I have a hosted domain that includes web hosting and unlimited mailboxes. The cost is $5/month, plus the yearly fee for domain name registration. I mostly use the web hosting for image hosting. You can find even cheaper. The hosting service offers SpamAssassin filtering, which probably nixes 90%, but a significant amount still gets through. I use Thunderbird as my email client, which does some additional junk filtering of its own.
I keep three mailboxes. Each one has an address, but I never use that address, and instead use only aliases.
1. 'A' - Personal account used for friends, family, professional correspondence. Low risk of spam.
2. 'B' - Account used for things like forum memberships, online stores, responding to Craigslist. Medium risk of spam.
3. 'C' - Used for higher risk signups. Sketchy online stores, forums, etc. High risk.
The accounts allow me, after retrieving mail, to gauge their potential risk with regard to attachments and phishing schemes. I also have different 'real names' associated with each account in my email client. For 'A', my full name, for 'B', just my first name, and for 'C', something made up altogether. Needless to say, 'C' gets the most obnoxious spam, 'B' a bit less, and 'A' gets virtually none.

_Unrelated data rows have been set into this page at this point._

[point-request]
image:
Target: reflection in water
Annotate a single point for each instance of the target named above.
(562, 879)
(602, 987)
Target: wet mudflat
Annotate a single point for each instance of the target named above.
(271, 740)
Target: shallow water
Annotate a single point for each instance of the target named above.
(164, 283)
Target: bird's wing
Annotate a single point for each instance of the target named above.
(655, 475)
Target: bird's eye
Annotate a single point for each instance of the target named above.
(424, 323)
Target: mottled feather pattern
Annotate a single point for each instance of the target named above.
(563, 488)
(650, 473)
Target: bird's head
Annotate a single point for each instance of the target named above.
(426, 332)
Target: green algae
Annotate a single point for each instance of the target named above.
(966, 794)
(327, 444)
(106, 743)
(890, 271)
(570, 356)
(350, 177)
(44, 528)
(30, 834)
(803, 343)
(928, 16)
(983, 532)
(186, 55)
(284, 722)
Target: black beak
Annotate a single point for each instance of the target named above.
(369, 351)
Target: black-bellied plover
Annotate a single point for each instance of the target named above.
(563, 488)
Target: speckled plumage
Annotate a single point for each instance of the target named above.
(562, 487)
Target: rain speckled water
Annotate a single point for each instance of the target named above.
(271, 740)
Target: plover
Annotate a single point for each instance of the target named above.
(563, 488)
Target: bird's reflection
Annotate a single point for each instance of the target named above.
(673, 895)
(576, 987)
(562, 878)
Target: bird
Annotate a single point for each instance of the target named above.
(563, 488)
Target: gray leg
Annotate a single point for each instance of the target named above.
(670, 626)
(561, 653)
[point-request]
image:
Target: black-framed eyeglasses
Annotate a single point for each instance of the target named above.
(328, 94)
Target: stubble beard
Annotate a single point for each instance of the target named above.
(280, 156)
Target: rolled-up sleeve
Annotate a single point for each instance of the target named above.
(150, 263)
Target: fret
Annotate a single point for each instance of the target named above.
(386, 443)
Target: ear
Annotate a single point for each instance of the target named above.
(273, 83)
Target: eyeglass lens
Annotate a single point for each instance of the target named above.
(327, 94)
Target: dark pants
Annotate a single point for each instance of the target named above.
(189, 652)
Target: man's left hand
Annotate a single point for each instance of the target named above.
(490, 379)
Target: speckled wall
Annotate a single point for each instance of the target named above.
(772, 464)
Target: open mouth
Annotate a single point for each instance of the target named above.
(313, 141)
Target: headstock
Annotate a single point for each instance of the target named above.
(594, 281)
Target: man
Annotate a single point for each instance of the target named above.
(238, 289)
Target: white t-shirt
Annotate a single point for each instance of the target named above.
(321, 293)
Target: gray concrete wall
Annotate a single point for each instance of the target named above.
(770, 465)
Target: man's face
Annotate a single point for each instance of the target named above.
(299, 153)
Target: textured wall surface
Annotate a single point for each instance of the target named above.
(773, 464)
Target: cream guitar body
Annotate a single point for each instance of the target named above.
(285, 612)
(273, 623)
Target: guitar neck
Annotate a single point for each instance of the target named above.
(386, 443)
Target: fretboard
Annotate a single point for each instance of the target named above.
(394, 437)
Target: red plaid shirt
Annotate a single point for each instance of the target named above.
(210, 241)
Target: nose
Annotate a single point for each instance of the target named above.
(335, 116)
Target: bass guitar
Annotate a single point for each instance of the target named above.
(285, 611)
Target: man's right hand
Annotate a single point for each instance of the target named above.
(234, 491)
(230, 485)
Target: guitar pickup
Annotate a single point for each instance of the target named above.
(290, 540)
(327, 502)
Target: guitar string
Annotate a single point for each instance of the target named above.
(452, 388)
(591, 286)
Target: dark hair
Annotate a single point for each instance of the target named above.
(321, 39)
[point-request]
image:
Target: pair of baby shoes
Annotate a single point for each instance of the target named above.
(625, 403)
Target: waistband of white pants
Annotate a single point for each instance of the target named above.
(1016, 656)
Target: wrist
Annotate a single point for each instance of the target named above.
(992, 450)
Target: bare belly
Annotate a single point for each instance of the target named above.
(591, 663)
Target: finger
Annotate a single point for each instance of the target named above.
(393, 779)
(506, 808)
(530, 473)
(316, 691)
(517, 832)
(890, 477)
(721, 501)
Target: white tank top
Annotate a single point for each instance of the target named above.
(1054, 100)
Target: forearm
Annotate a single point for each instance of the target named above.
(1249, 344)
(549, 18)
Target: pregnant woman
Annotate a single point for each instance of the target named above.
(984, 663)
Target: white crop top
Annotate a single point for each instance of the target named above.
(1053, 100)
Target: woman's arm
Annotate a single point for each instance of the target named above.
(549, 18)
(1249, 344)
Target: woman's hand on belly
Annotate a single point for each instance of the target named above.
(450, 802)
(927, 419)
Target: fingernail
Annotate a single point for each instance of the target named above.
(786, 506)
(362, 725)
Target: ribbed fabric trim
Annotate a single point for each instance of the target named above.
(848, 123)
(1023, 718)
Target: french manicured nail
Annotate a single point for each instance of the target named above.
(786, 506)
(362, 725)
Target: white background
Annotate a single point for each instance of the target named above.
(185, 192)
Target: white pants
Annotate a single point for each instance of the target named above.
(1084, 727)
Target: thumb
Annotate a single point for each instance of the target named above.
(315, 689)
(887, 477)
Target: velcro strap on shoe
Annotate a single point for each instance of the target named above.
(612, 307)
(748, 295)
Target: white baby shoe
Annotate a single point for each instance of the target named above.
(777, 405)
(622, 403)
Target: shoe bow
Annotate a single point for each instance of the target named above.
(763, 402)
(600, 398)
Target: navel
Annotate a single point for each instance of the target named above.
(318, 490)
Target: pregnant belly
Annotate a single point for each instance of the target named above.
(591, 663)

I keep multiple aliases (or 'forwarders') pointing at each account. If I find a particular email address begins to get a lot of crap, I just delete the forwarder. This means I never have to screw around with account settings in my email client. At worst, I have to re-register with some online stores or forums. Taking this approach to the extreme would be to create a new forwarder for every single signup, which would allow you to pinpoint the source of the spam (or the selling or leaking of your email address). That's a bit over the top, IMO, but I know people who do that.